Filed by SmartForce Public Limited Company
                                   pursuant to Rule 425 under the Securities Act
                                            of 1933 and deemed filed pursuant to
                           Rule 14a-12 under the Securities Exchange Act of 1934
                                          Subject Company: SkillSoft Corporation
                                                    Commission File No.000-28823

FOR IMMEDIATE RELEASE

Contacts:
Tom McDonald
Chief Financial Officer, SkillSoft
(603) 324-3000 x232
tmcdonald@skillsoft.com

Anna Yen
Director of Investor Relations, SmartForce
(650) 817-5924
anna_yen@smartforce.com

                          E-LEARNING LEADERS TO MERGE
  SmartForce and SkillSoft to combine to create e-Learning industry powerhouse

Redwood City, CA and Nashua, NH -- JUNE 10, 2002 -- SmartForce plc (Nasdaq:SMTF)
and SkillSoft Corporation (Nasdaq: SKIL), both leading providers of e-Learning
solutions to the Global 5000, today announced that they have signed a definitive
agreement to merge in a stock-for-stock transaction. The combination will create
a global leader in corporate e-Learning and bring together SmartForce's leading
portfolio of IT, enterprise applications and sales and CRM e-Learning solutions
with SkillSoft's comprehensive suite of business and professional e-Learning
solutions, including management, leadership, communication, project management
and customer service. The merger supports SmartForce and SkillSoft's overall
strategy to deliver the most comprehensive and highest-quality learning
solutions and positions the combined company to best serve the demands of this
growing market.

Under the terms of the agreement to merge the companies, unanimously approved by
both Boards of Directors, SmartForce shareholders are effectively receiving a
premium of approximately 19 percent based on Friday's closing prices and
approximately a 30 percent premium to the 30-day trailing average prices of the
two companies' shares. Following the merger, SmartForce shareholders will own
approximately 58 percent of the combined company, and former SkillSoft
shareholders will own approximately 42 percent. Legally, the transaction is
being structured as a merger of SkillSoft into a newly formed subsidiary of
SmartForce, with SmartForce issuing shares to the former SkillSoft shareholders.
SkillSoft shareholders will receive 2.3674 SmartForce shares for each share of
SkillSoft that they own. The transaction, which is expected to be tax-free to
shareholders of both companies for U.S. federal income tax purposes, will be
accounted for as a purchase.

The combined company will be led by management and a board of directors derived
from both companies.
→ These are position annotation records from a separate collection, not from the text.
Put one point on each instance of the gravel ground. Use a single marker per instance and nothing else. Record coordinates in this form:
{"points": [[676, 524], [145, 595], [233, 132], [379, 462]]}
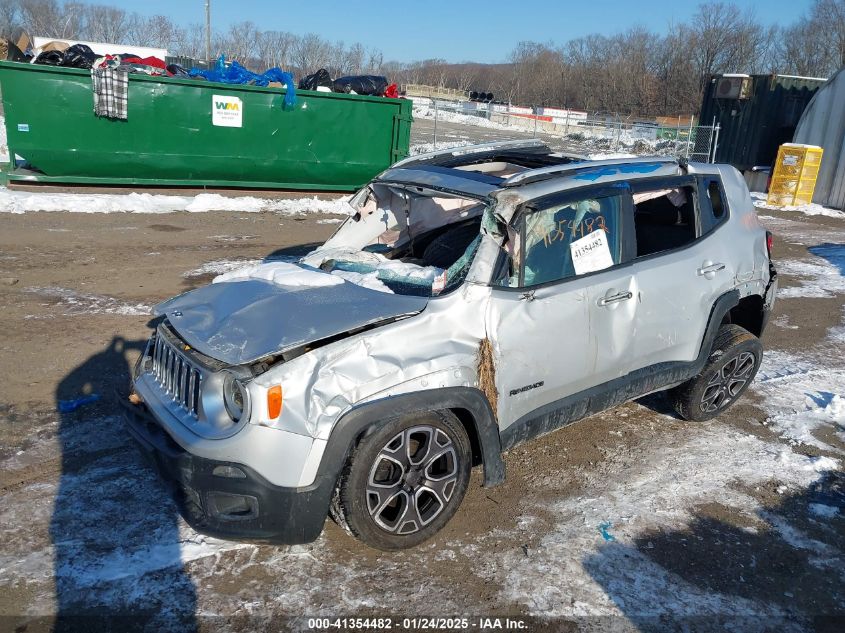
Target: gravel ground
{"points": [[629, 520]]}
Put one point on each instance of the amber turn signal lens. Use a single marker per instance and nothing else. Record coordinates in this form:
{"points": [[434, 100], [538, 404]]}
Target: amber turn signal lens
{"points": [[274, 402]]}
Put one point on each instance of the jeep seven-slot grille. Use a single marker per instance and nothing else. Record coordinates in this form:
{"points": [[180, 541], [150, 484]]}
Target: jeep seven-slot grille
{"points": [[177, 377]]}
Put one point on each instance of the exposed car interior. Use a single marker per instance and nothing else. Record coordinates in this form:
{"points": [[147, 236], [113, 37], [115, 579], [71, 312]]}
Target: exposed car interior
{"points": [[664, 219]]}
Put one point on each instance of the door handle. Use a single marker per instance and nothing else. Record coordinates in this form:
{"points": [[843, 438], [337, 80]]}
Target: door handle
{"points": [[709, 270], [619, 296]]}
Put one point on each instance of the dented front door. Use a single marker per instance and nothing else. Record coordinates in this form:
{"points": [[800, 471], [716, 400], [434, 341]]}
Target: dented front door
{"points": [[564, 323]]}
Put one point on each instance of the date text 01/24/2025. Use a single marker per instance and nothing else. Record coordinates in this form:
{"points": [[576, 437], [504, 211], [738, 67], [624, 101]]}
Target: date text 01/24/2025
{"points": [[418, 624]]}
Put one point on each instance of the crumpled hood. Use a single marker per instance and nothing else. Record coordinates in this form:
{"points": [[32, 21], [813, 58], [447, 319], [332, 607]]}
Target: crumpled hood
{"points": [[243, 321]]}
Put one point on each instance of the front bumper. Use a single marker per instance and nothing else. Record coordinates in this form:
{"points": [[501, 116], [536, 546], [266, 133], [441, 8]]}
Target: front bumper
{"points": [[229, 500]]}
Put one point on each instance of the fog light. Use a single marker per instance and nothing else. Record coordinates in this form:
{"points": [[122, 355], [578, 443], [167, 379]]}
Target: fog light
{"points": [[232, 472], [233, 507], [235, 397]]}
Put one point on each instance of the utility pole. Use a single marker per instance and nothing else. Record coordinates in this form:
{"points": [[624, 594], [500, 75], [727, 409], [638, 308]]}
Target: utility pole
{"points": [[208, 31]]}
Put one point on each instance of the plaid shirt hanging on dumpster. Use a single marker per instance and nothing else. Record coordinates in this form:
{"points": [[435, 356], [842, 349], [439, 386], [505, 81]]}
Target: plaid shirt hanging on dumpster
{"points": [[111, 91]]}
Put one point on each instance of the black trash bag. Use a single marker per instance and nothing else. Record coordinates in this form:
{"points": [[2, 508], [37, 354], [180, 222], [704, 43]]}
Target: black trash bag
{"points": [[312, 82], [79, 56], [362, 84], [50, 58]]}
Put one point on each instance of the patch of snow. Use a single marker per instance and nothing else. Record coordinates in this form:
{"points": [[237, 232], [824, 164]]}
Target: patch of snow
{"points": [[824, 511], [365, 280], [608, 155], [806, 209], [821, 276], [283, 274], [429, 113], [802, 399], [220, 266], [427, 148], [74, 303], [575, 572], [22, 202]]}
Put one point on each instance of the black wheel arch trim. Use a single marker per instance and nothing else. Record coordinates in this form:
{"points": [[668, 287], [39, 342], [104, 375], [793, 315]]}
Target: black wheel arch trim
{"points": [[366, 417]]}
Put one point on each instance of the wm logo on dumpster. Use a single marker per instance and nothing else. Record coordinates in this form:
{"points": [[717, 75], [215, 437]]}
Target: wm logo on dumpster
{"points": [[224, 105], [226, 111]]}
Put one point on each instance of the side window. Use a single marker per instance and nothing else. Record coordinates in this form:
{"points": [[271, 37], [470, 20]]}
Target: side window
{"points": [[571, 238], [714, 209], [664, 217]]}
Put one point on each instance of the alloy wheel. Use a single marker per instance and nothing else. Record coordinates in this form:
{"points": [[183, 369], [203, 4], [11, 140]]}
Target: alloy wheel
{"points": [[412, 479], [727, 382]]}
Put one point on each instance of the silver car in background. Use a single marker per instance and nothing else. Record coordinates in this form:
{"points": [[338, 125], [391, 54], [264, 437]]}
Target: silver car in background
{"points": [[475, 298]]}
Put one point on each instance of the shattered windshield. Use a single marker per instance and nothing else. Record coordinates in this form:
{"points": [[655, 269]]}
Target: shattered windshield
{"points": [[404, 240]]}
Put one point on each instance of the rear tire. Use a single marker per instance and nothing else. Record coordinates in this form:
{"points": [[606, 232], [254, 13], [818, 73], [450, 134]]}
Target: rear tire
{"points": [[405, 481], [730, 369]]}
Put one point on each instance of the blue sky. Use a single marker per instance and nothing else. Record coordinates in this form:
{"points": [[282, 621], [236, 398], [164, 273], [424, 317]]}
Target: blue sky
{"points": [[456, 30]]}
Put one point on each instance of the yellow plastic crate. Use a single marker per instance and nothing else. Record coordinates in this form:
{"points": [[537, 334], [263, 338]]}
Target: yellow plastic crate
{"points": [[794, 179]]}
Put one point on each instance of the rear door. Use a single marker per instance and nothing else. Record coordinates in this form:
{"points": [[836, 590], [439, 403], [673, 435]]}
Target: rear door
{"points": [[561, 322], [682, 265]]}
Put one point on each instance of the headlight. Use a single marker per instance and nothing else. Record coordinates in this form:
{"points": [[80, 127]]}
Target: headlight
{"points": [[235, 397]]}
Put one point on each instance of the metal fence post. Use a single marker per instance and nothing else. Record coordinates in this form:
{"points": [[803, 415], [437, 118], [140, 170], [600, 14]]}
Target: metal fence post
{"points": [[710, 140], [618, 135], [689, 136], [716, 142], [435, 123]]}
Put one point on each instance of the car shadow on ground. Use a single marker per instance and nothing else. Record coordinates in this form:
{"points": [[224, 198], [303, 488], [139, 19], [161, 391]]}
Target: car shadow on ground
{"points": [[779, 570], [114, 528]]}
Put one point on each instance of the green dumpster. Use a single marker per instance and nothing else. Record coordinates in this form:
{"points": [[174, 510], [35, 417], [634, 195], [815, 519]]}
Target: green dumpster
{"points": [[172, 136]]}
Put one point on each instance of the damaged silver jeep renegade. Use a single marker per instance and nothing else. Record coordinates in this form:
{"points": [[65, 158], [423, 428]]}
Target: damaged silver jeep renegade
{"points": [[474, 299]]}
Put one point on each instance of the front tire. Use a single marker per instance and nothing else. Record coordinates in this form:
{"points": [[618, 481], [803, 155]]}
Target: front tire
{"points": [[730, 369], [405, 481]]}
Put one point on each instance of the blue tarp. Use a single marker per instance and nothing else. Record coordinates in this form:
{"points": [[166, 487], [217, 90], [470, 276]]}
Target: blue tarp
{"points": [[234, 73]]}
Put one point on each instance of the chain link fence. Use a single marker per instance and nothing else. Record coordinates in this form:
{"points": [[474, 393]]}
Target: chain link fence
{"points": [[579, 133]]}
Greg Priest, Chairman and Chief Executive Officer of
SmartForce, will be Chairman and Chief Strategy Officer of the merged company.
Chuck Moran,



President and Chief Executive Officer of SkillSoft, will serve as President and
Chief Executive Officer. Tom McDonald, Executive Vice President and Chief
Financial Officer of SkillSoft, will hold the same position at the merged
company. Of the five additional Executive Vice Presidents to serve for the new
company, three will come from SmartForce and two from SkillSoft. The new Board
of Directors will include three directors who currently sit on SmartForce's
board, three directors who currently sit on SkillSoft's board, and one new
outside director originally nominated by SkillSoft.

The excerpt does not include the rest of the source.